How to rebuild after modifying TaskVine
Suppose we edit taskvine/src/manager/vine_manager.c. The simplest and safest rebuild path is still:
make clean
make -j
make install
That approach removes guesswork. In practice, our rule is even simpler: after changing any C source in TaskVine, go to taskvine/src/ and run a full clean rebuild:
cd taskvine/src
make clean && make -j && make install
It is slower than rebuilding only one subdirectory, but it is the least ambiguous path when we want to be sure the change has propagated through the TaskVine sources, libraries, and bindings.
One common exception is when we only change Python files in the bindings layer and do not touch any C source. Then we usually only need:
cd taskvine/src
make install
A first real patch in vine_manager.c
Now we reach the concrete example. The requested feature is simple: when a task is successfully dispatched, print which task was committed to which worker.
The target location sits inside send_one_task_with_cr() in taskvine/src/manager/vine_manager.c.
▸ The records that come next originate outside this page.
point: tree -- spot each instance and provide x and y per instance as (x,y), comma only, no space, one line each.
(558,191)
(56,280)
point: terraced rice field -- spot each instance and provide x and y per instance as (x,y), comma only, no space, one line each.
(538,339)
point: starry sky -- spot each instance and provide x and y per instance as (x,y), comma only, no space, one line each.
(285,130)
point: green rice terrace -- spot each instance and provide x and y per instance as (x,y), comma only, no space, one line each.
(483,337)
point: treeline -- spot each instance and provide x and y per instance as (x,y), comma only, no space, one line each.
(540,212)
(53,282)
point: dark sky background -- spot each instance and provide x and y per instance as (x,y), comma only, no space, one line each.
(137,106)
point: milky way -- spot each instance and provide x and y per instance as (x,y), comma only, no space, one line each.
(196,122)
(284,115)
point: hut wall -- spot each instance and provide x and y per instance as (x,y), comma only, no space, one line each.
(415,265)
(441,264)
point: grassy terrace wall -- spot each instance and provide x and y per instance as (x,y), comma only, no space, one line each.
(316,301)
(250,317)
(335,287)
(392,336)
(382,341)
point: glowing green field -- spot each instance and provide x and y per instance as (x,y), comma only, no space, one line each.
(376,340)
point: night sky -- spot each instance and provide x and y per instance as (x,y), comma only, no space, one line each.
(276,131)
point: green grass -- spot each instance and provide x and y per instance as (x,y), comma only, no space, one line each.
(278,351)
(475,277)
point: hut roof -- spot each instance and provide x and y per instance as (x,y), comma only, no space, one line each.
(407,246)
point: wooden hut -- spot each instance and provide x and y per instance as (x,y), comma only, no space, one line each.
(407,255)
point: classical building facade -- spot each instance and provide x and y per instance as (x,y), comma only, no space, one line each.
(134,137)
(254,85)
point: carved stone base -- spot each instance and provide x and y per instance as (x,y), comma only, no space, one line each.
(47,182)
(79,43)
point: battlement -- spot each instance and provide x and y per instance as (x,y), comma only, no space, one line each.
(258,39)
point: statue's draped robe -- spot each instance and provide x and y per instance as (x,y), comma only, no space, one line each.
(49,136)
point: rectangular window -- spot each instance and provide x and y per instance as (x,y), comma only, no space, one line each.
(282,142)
This is a good place to start because it captures one core manager step in a compact form: selecting a ready task, finding a worker that can take it, and committing that task to the worker.
Inside that function, the branch we care about is:
case VINE_SUCCESS: /* return on successful commit. */ {
committable_cores--;
total_inuse_cores++;
skip_list_remove_here(cur);
break;
}
This location already sits on the successful commit path, and the needed metadata is already available. By the time the commit succeeds, the runtime can identify:
- the task through
t->task_id - the Python level label through
t->tag - the worker host through
w->hostname - the worker address and port through
w->addrport
So the patch is straightforward:
case VINE_SUCCESS: /* return on successful commit. */ {
committable_cores--;
total_inuse_cores++;
notice(D_VINE,
"Committed task %d (%s) to worker %s (%s).",
t->task_id,
t->tag ? t->tag : "no-tag",
w->hostname ? w->hostname : "unknown-host",
w->addrport ? w->addrport : "unknown-addrport");
skip_list_remove_here(cur);
break;
}
This is a good beginner patch because it stays within the existing manager logging style, prints both machine precise and human readable identifiers, and shows how much easier the runtime becomes to navigate once we follow the Python-to-manager path.
How to verify the patch
After applying the change, we rebuild the source:
cd taskvine/src
make clean && make -j && make install
Then we run a tiny manager:
import ndcctools.taskvine as vine
m = vine.Manager(9123)
for i in range(3):
t = vine.Task(f"echo task-{i}")
t.set_tag(f"demo-{i}")
m.submit(t)
while not m.empty():
done = m.wait(5)
if done:
print(f"done: {done.id}")
In another terminal, we start a worker:
vine_worker localhost 9123
If everything is wired up correctly, the manager side output should now include lines like:
2026/03/18 16:42:26.94 vine_manager[867641]notice: Committed task 1 (demo-0) to worker condorfe.crc.nd.edu (127.0.0.1:35434).
2026/03/18 16:42:26.95 vine_manager[867641]notice: Committed task 2 (demo-1) to worker condorfe.crc.nd.edu (127.0.0.1:35434).
2026/03/18 16:42:26.95 vine_manager[867641]notice: Committed task 3 (demo-2) to worker condorfe.crc.nd.edu (127.0.0.1:35434).
The right mental model to keep
For a beginner, the most useful mental model is still the simplest one: start from the Python surface, not from the C internals. The codebase entry is cctools/taskvine. The manual explains the programming model, the bindings show how that model appears in Python, and the manager and worker runtime in C show how it is implemented.
Once we follow that order, even a first patch in vine_manager.c stops feeling mysterious. It becomes a small change inside a system whose layers already make sense.